The response by UN High Commissioner for Human Rights Zeid Ra'ad Al Hussein on Friday comes days after the World Health Organization declared the outbreaks of microcephaly in Latin America and their possible link to the Zika virus a global health emergency.
As the New York Timesreports,
The virus, known as Zika, has rattled Latin America and the Caribbean, particularly Brazil, where more than a million people have been infected and nearly 4,000 children have been born with microcephaly, a rare condition in which babies have unusually small heads.
El Salvador has urged women not to get pregnant until 2018, and
Other nations around the region have issued warnings similar to El Salvador's, with officials in Colombia and Ecuador urging women to put off becoming pregnant for months, or until the dangers of the virus are better understood.
Echoing women's rights campaigners UN's Zeid said that recommendation "ignores the reality that many women and girls simply cannot exercise control over whether or when or under what circumstances they become pregnant, especially in an environment where sexual violence is so common." He addressed what, as Paula Young Lee writes in Dame this week, has been the three-letter word missing from the warnings: men.
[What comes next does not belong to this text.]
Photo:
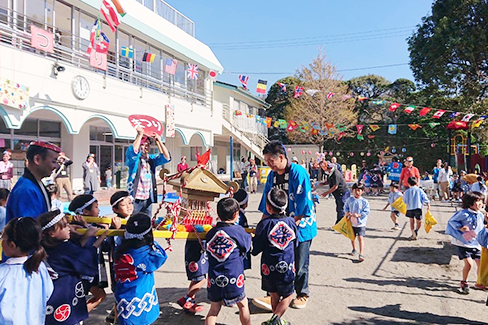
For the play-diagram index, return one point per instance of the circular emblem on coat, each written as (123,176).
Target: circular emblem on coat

He stated, "Many of the key issues revolve around men's failure to uphold the rights of women and girls, and a range of strong measures need to be taken to tackle these underlying problems."
"In Zika-affected countries that have restrictive laws governing women's reproductive rights, the situation facing women and girls is particularly stark on a number of levels," Zeid said. "In situations where sexual violence is rampant, and sexual and reproductive health services are criminalized, or simply unavailable, efforts to halt this crisis will not be enhanced by placing the focus on advising women and girls not to become pregnant."
Journalist Jill Filipovic details the situation women face in the region:
According to Gallup polling, people living in Latin American are less likely to say that women are treated with respect and dignity than people living anywhere else in the world. Violence against women is endemic -- in Peru, for example, half of women say their first sexual experience was forced. Poverty remains feminized. Contraception access is improving, but remains low for adolescents and low-income women in particular. Half of pregnancies are unplanned. Despite the region's severely restrictive anti-abortion laws, there are an estimated 4.4 million abortions every year in Latin America and the Caribbean, 95 percent of them unsafe. Every year, a million Latin American women end up hospitalized and an estimated 2,000 die from unsafe abortions. Those are epidemics, too, and they've been met largely with a shrug.
Take El Salvador. For every 100,000 women who give birth, 54 die from pregnancy-related causes. (By contrast, in Denmark the number is seven, France is eight and the United States is 14.) And unlike most of the world, maternal deaths in El Salvador have been increasing since 2003.
Rising maternal deaths have yielded little self-inquiry from the country's leaders. El Salvador is one of seven countries in the region that outlaws abortion in all cases, not even permitting procedures to save a pregnant woman's life.
Thus, as Jessica Valenti writes at the Guardian, "The recommendations as they stand are not just unrealistic, they're dangerous. Because if there's one thing that public health experts know, it's this: women who don't want to be pregnant will find some way not to be, including illegal and unsafe abortions."
The UN human rights chief addressed the interplay between the absence of access to such services and the addressing epidemic. "Upholding human rights is essential to an effective public health response and this requires that governments ensure women, men, and adolescents have access to comprehensive and affordable quality sexual and reproductive health services and information, without discrimination," Zeid said.
"Laws and policies that restrict her access to these services must be urgently reviewed in line with human rights obligations in order to ensure the right to health for all in practice," he added.